Previous studies in chemistry, biology, physiology, anatomy or various related subjects also is helpful when planning your admission applications.

Traits that may be required as well are strong communication skills — both verbal and written — along with good observational, critical thinking and social skills.

Clinical hours

Clinical placements give nursing students the practical experience they need to make a smooth transition into the profession.

However, the Bachelor of Science in Nursing requirements for clinical hours varies widely by state.

Some programs require up to 1,200 hours, while others only require 400 hours.

Pay close attention to the hours requirement for the schools to which you apply and ask about their rationale for the number of hours.

The topic has been debated over the years, including at the 2016 National Council of State Boards of Nursing annual meeting in Chicago, where Mindy Shaffner, associate director of nursing education for the Washington Nursing Care Quality Assurance Commission, expressed concern about nursing losing its status as the most trusted profession in the nation without a required number of hours nationally.

“We are trusted because we practice well,” she said. “And how do we get the practice we need to become newly licensed nurses and carry that reputation forward? Through practice experiences in our pre-licensure nursing programs.”


So what kind of coursework fits into Bachelor of Science in Nursing requirements?

Some of the most common include anatomy, microbiology, nursing fundamentals, pharmacology, leadership, ethics, research, community health and gerontology.

Each school’s BSN program varies, so be sure to learn about the curriculum before you apply.

Online options

The AACN reports that more than 600 colleges and universities in the U.S. offer some type of online BSN coursework. This gives students who need the flexibility of an online learning environment plenty of opportunities.

Working nurses often prefer online courses such as RN to BSN programs so they can maintain their current work schedule while also advancing toward a BSN degree.

Students who are non-nurses may prefer online BSN or hybrid programs to continue working to help pay for school or if they have children or older family members to care for while attending classes. These programs offer an inclusive experience with students from various backgrounds and experience levels, along with top-notch instructors.

BSN in 10

In December 2017, New York became the first state to enact a law that requires “all (registered professional nurses) either have or obtain a bachelor’s degree within 10 years of initial licensure.”

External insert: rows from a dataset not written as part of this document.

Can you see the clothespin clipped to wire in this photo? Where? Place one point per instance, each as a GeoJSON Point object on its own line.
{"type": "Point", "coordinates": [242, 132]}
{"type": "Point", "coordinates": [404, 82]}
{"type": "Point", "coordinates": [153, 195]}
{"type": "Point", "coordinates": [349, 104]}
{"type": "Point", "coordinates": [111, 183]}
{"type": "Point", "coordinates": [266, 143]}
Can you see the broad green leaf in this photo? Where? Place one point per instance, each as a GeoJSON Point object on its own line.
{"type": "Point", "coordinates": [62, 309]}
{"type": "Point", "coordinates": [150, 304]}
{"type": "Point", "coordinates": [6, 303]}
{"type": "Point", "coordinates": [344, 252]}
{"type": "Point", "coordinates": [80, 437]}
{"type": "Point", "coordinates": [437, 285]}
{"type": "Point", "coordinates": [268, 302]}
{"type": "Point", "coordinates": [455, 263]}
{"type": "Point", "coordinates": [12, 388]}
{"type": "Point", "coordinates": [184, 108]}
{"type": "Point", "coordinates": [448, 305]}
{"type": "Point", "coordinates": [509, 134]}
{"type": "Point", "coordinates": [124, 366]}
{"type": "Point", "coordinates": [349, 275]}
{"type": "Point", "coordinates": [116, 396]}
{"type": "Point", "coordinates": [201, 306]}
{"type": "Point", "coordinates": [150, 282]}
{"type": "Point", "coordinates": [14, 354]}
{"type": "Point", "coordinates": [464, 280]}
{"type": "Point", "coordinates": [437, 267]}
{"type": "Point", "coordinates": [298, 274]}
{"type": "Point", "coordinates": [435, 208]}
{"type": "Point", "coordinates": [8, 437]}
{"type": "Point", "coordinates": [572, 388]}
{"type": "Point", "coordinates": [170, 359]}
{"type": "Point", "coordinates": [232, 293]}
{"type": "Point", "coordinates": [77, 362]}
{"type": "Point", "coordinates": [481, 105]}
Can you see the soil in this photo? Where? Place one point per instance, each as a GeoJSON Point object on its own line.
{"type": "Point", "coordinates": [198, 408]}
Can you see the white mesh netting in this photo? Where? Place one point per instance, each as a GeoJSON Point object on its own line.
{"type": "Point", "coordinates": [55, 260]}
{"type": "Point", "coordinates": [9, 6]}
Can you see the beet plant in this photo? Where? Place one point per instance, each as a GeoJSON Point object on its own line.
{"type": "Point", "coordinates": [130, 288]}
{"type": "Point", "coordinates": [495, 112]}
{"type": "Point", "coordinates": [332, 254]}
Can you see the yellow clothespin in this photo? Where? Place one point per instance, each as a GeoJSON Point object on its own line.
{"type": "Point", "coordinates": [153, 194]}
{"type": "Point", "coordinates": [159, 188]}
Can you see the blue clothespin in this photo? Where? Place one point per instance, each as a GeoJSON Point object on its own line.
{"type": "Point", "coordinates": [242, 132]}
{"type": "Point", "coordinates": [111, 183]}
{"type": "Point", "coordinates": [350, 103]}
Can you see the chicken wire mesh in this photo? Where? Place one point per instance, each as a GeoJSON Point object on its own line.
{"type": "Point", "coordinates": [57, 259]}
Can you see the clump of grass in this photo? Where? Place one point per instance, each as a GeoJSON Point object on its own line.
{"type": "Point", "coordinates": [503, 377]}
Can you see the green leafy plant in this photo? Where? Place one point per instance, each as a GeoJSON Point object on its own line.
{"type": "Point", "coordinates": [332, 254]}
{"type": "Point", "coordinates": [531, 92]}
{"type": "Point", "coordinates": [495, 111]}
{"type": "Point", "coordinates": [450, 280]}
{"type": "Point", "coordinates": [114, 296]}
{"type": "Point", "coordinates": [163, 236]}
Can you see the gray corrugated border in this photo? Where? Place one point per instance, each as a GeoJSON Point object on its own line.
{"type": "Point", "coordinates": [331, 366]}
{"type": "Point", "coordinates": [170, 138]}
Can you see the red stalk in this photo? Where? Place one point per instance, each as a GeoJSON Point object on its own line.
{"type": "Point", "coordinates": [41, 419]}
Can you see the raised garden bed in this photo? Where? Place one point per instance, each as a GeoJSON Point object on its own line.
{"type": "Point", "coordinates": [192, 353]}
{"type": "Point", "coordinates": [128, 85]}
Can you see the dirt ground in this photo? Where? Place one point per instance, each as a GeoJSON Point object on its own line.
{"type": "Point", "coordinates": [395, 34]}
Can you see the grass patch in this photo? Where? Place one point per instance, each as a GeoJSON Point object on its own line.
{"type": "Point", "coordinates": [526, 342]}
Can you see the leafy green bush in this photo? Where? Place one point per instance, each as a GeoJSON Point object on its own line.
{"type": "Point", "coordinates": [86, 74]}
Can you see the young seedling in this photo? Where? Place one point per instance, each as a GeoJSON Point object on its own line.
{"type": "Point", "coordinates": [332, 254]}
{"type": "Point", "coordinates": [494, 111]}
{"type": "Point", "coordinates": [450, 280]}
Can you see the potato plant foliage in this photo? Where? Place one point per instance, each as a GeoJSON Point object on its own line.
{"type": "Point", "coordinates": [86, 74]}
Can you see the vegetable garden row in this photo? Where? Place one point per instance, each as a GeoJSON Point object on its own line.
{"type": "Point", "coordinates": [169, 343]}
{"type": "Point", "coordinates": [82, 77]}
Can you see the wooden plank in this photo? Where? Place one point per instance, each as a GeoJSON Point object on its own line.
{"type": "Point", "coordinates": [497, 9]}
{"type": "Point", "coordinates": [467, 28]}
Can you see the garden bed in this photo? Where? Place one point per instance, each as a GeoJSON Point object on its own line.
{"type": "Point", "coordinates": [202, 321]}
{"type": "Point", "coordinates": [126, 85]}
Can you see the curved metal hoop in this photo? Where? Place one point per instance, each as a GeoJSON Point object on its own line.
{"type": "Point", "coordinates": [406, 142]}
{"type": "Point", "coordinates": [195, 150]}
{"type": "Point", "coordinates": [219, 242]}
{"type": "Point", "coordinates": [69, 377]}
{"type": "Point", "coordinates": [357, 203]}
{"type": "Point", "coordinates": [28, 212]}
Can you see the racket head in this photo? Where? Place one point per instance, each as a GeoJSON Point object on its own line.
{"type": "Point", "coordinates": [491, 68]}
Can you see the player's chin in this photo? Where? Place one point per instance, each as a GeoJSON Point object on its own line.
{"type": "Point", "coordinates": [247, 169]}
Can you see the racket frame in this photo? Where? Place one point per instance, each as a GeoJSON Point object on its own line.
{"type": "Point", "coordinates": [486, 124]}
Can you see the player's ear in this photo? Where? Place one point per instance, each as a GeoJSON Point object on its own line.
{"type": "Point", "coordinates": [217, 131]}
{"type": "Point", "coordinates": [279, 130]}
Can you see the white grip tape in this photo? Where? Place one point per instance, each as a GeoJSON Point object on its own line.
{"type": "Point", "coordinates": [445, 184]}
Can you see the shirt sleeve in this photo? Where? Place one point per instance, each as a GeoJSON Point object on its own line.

Why is this important? According to news reports, nearly two dozen other states have considered similar legislation. That would make it much more important for working nurses to look into BSN nursing programs. In addition, those wanting to enter the profession should know their individual state’s Bachelor of Science in Nursing requirements.

The goal, according to the New York legislature, was to increase the educational entry point to get into the nursing profession. The law does have exemptions, as mentioned in a January 2018 blog post, but its intent is clear.


A common occurrence among some BSN nursing programs is putting students on waitlists. Because each program has a limited number of students it can admit, some end up waiting for admission.

Part of the reason is that the demand for nurses is so high that schools must force some students to wait. How long can that wait be? That often depends on geography and your choice of schools.

Some of the nation’s most well-known schools and regions with the highest populations can have the longest wait times.

Don’t take being put on a wait list personally. Two key factors that play into why schools waitlist students are a lack of instructors or a lack of clinical placement opportunities.

Two options for students who end up on waitlists are to maintain contact (via phone or email) with the school that has put your admission application on hold and, of course, to spend that time applying to other schools.

Finding the best BSN programs that fit your needs takes a little time and effort. But the time you spend researching each school’s Bachelor of Science in Nursing requirements can make you a more informed candidate.